At the beginning of the breakfast, I highlighted the following figures from our recent report on The Slow Recovery of the Labor Market.

Historical and Projected Unemployment Rate

Historical and Projected Rate of Participation in the Labor Force

Historical and Projected Share of the Population That Is Employed

In CBO’s view, the slow recovery of the labor market largely reflects slow growth in the demand for goods and services, with a smaller role for structural factors.

We estimate that considerable slack remains in the labor market. Specifically, we estimate that the economy is about 6 million jobs short of where it would be if the unemployment rate was back down to its prerecession level and the labor force participation rate was back up to the level it would be without the current cyclical weakness.

We expect that, under current laws governing federal taxes and spending, the labor market will strengthen considerably during the coming years because of a continued economic expansion and a lessening of the structural factors that have weighed on employment. We project that the unemployment rate will fall to 5.8 percent by the end of 2017 and to 5.5 percent by 2024, reflecting declines in both cyclical and structural unemployment. We also project that the downward pressure on the labor force participation rate from the recession and slow recovery will abate but that demographic trends and federal fiscal policies will diminish labor force participation—leading to a further decline in that rate during the next decade.

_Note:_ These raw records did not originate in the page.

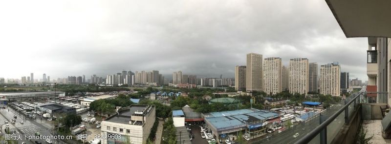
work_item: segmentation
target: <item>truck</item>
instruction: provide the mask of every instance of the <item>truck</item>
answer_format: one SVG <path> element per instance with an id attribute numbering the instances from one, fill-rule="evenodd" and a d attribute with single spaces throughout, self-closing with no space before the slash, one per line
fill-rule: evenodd
<path id="1" fill-rule="evenodd" d="M 71 132 L 71 133 L 74 135 L 76 135 L 77 134 L 80 133 L 85 130 L 86 130 L 86 125 L 82 125 L 79 126 L 79 127 L 72 130 Z"/>
<path id="2" fill-rule="evenodd" d="M 42 117 L 45 118 L 49 118 L 50 117 L 50 114 L 49 113 L 45 113 L 42 115 Z"/>
<path id="3" fill-rule="evenodd" d="M 95 120 L 96 120 L 95 118 L 92 118 L 91 120 L 89 120 L 89 123 L 93 123 L 95 122 Z"/>

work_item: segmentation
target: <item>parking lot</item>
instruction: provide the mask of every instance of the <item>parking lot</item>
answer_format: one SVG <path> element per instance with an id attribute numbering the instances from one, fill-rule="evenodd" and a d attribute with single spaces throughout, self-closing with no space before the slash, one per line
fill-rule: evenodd
<path id="1" fill-rule="evenodd" d="M 176 144 L 192 144 L 192 141 L 190 141 L 190 138 L 189 136 L 190 132 L 186 129 L 186 126 L 177 127 L 175 128 L 176 129 Z"/>
<path id="2" fill-rule="evenodd" d="M 201 137 L 201 128 L 198 125 L 192 125 L 190 128 L 192 129 L 192 132 L 194 135 L 194 139 L 192 140 L 193 144 L 207 144 L 205 139 Z"/>

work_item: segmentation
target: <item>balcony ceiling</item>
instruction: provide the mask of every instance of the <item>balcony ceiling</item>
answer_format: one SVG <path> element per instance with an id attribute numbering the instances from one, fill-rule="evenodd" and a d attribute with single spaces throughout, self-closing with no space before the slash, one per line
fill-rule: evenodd
<path id="1" fill-rule="evenodd" d="M 391 0 L 326 1 L 347 38 L 391 37 Z"/>

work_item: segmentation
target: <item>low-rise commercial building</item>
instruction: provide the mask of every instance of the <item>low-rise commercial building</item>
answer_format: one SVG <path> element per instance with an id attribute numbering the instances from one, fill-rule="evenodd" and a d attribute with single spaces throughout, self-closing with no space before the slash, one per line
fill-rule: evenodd
<path id="1" fill-rule="evenodd" d="M 76 113 L 76 108 L 64 106 L 60 104 L 48 103 L 38 105 L 37 108 L 41 111 L 50 114 L 56 113 Z"/>
<path id="2" fill-rule="evenodd" d="M 242 131 L 250 139 L 266 134 L 268 124 L 280 122 L 280 115 L 255 108 L 202 114 L 208 130 L 217 142 L 236 140 L 238 132 Z"/>
<path id="3" fill-rule="evenodd" d="M 155 122 L 155 106 L 132 104 L 117 111 L 102 122 L 102 135 L 114 138 L 102 138 L 101 144 L 146 144 Z M 120 138 L 115 137 L 116 135 L 120 135 Z"/>
<path id="4" fill-rule="evenodd" d="M 181 110 L 173 111 L 173 121 L 175 127 L 185 126 L 185 114 Z"/>

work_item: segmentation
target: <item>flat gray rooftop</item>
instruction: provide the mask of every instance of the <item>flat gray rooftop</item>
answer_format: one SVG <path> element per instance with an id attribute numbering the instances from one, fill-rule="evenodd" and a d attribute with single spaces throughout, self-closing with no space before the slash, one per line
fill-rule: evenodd
<path id="1" fill-rule="evenodd" d="M 106 119 L 106 121 L 108 122 L 129 124 L 129 121 L 130 121 L 130 117 L 131 115 L 134 113 L 134 112 L 137 111 L 143 111 L 147 106 L 148 105 L 132 105 L 129 109 L 120 111 L 119 112 L 119 115 L 116 114 L 114 116 Z"/>
<path id="2" fill-rule="evenodd" d="M 54 94 L 54 91 L 40 91 L 40 92 L 1 92 L 0 96 L 20 96 L 25 95 L 43 95 L 43 94 Z M 56 91 L 56 94 L 61 94 L 64 92 L 62 91 Z"/>

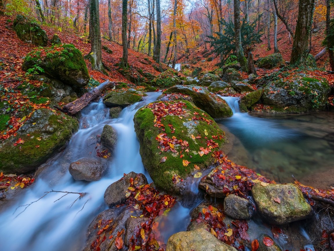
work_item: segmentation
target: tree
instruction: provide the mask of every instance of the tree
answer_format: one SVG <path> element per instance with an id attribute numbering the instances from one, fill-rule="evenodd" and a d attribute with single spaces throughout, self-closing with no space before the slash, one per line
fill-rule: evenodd
<path id="1" fill-rule="evenodd" d="M 234 44 L 235 54 L 243 71 L 247 72 L 247 61 L 245 57 L 241 44 L 240 31 L 240 0 L 234 0 Z"/>
<path id="2" fill-rule="evenodd" d="M 102 63 L 99 0 L 89 0 L 89 4 L 91 52 L 86 58 L 90 60 L 93 70 L 97 70 L 106 74 Z"/>
<path id="3" fill-rule="evenodd" d="M 123 56 L 121 66 L 123 68 L 128 65 L 128 39 L 127 37 L 127 23 L 128 22 L 128 0 L 122 0 L 122 46 L 123 47 Z"/>
<path id="4" fill-rule="evenodd" d="M 308 46 L 315 0 L 299 0 L 298 19 L 290 63 L 304 66 L 309 52 Z"/>

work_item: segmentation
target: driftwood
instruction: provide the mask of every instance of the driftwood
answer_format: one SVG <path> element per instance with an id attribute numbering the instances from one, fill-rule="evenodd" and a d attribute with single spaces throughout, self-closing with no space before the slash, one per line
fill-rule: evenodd
<path id="1" fill-rule="evenodd" d="M 327 53 L 328 51 L 328 50 L 327 49 L 327 47 L 325 47 L 322 49 L 321 51 L 316 55 L 314 56 L 314 60 L 315 60 L 315 62 L 316 62 L 317 61 L 321 58 L 323 56 L 325 55 L 326 53 Z"/>
<path id="2" fill-rule="evenodd" d="M 86 107 L 91 101 L 99 97 L 105 88 L 115 86 L 115 82 L 107 80 L 76 100 L 64 105 L 61 110 L 69 115 L 75 114 Z"/>

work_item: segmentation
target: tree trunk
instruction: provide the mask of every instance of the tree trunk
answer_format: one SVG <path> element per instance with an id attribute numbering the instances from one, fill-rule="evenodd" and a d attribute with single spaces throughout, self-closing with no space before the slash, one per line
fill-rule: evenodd
<path id="1" fill-rule="evenodd" d="M 153 0 L 154 1 L 154 0 Z M 160 62 L 160 51 L 161 47 L 161 13 L 160 10 L 160 0 L 156 0 L 157 4 L 157 44 L 153 59 L 157 63 Z"/>
<path id="2" fill-rule="evenodd" d="M 176 9 L 177 8 L 177 0 L 174 0 L 174 12 L 173 16 L 173 28 L 174 30 L 173 32 L 174 33 L 174 59 L 173 60 L 173 65 L 172 66 L 172 68 L 173 69 L 175 67 L 175 65 L 176 63 L 176 59 L 177 57 L 177 50 L 176 47 L 177 46 L 177 43 L 176 40 Z"/>
<path id="3" fill-rule="evenodd" d="M 245 57 L 241 44 L 241 33 L 240 30 L 240 0 L 234 0 L 234 29 L 235 53 L 238 61 L 242 70 L 248 72 L 247 61 Z"/>
<path id="4" fill-rule="evenodd" d="M 122 45 L 123 56 L 121 65 L 123 68 L 128 67 L 128 40 L 127 38 L 127 24 L 128 22 L 128 0 L 122 0 Z"/>
<path id="5" fill-rule="evenodd" d="M 115 82 L 107 80 L 76 100 L 64 105 L 61 110 L 69 115 L 75 114 L 87 106 L 91 101 L 98 97 L 105 89 L 115 86 Z"/>
<path id="6" fill-rule="evenodd" d="M 89 4 L 91 52 L 86 57 L 90 60 L 92 69 L 106 74 L 102 63 L 99 0 L 90 0 Z"/>
<path id="7" fill-rule="evenodd" d="M 108 0 L 108 19 L 109 22 L 108 25 L 108 32 L 109 39 L 113 40 L 113 20 L 111 18 L 111 0 Z"/>
<path id="8" fill-rule="evenodd" d="M 290 63 L 304 66 L 309 54 L 315 0 L 299 0 L 298 19 L 294 38 Z"/>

Under current law, CBO expects, nonfarm employment will increase by about 7 million from the end of 2013 to the end of 2017. That gain reflects a recovery in the demand for goods and services that will boost both labor force participation and businesses’ demand for labor as well as a gradual decline in the natural rate of unemployment as mismatches in the job market return to prerecession rates. Working in the opposite direction are demographic changes that will lower labor force participation. All told, CBO projects, the employment-to-population ratio will only edge upward, reaching 58.9 percent at the end of 2017—just 0.4 percentage points above the ratio at the end of 2013 and well below the peak of 63.3 percent reached at the end of 2006 and the beginning of 2007, before the recession.